Step D: At this point, we iterate through the connected regions starting at those which contain the largest “distance” points. For each, we measure the bounding rectangle of the region, and from that caculate the aspect ratio and the fill percentage of the region. The aspect ratio is just the width divided by the height. The fill percentage is the percentage of pixels inside the bounding rectangle which were marked as being a cone. To be considered a valid cone, the aspect ratio and fill percentage must be within certain configured limits.
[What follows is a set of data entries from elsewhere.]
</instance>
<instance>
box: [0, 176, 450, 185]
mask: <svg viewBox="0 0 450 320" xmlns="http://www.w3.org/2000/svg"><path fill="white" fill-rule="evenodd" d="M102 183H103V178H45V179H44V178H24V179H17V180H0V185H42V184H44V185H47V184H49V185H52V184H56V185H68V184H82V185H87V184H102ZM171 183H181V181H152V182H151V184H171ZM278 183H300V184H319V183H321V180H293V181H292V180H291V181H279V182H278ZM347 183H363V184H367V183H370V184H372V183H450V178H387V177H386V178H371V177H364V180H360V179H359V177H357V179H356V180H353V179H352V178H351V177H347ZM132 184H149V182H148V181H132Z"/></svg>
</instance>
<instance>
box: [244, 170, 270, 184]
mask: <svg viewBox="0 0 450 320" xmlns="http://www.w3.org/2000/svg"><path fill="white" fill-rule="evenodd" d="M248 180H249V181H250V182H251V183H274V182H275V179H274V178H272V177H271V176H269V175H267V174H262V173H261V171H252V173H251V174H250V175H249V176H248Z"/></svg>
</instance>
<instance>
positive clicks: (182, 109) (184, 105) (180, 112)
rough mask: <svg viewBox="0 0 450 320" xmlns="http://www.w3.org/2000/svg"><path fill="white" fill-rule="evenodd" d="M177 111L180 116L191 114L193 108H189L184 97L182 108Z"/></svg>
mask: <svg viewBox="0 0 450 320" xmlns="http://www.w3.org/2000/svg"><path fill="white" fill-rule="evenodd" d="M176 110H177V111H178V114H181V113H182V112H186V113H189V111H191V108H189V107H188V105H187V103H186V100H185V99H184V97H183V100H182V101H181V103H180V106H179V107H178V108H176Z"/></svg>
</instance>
Step E: Finally, if the putative cone passed all the above checks, the bounding rectangle is used to estimate the bearing and distance. The bearing estimation is relatively straightforward. We assume our camera has no distortion and a field of view of 66 degrees. From there, the x coordinate of the bounding box center linearly relates to the bearing angle. Range is estimated using the total number of pixels detected in this region assuming the cone is a perfect sphere. We calibrated the size of the sphere to match the visible surface area of a cone. If the detected region abuts one of the edges of the camera image, then range is not emitted at all, as the range will be suspect due to some of the pixels being off screen. The very last step is to estimate the bearing and range uncertainty, which the detector generates for 1 standard deviation away from the mean. A guess for the bearing value is made assuming a fixed number of pixels of error in the x direction. For range, we assume that some percentage of the pixels will be missed, which would errnoneously make the cone seem farther away than it actually is.

Next Steps

One all the qualifying regions are processed, or the maximum number of visible cones are found (4 for our case), then we call this image done and record the outputs. Next, these values go on to the “cone tracker”, which generates Cartesian coordinate positions for each cone. I’ll discuss that module later.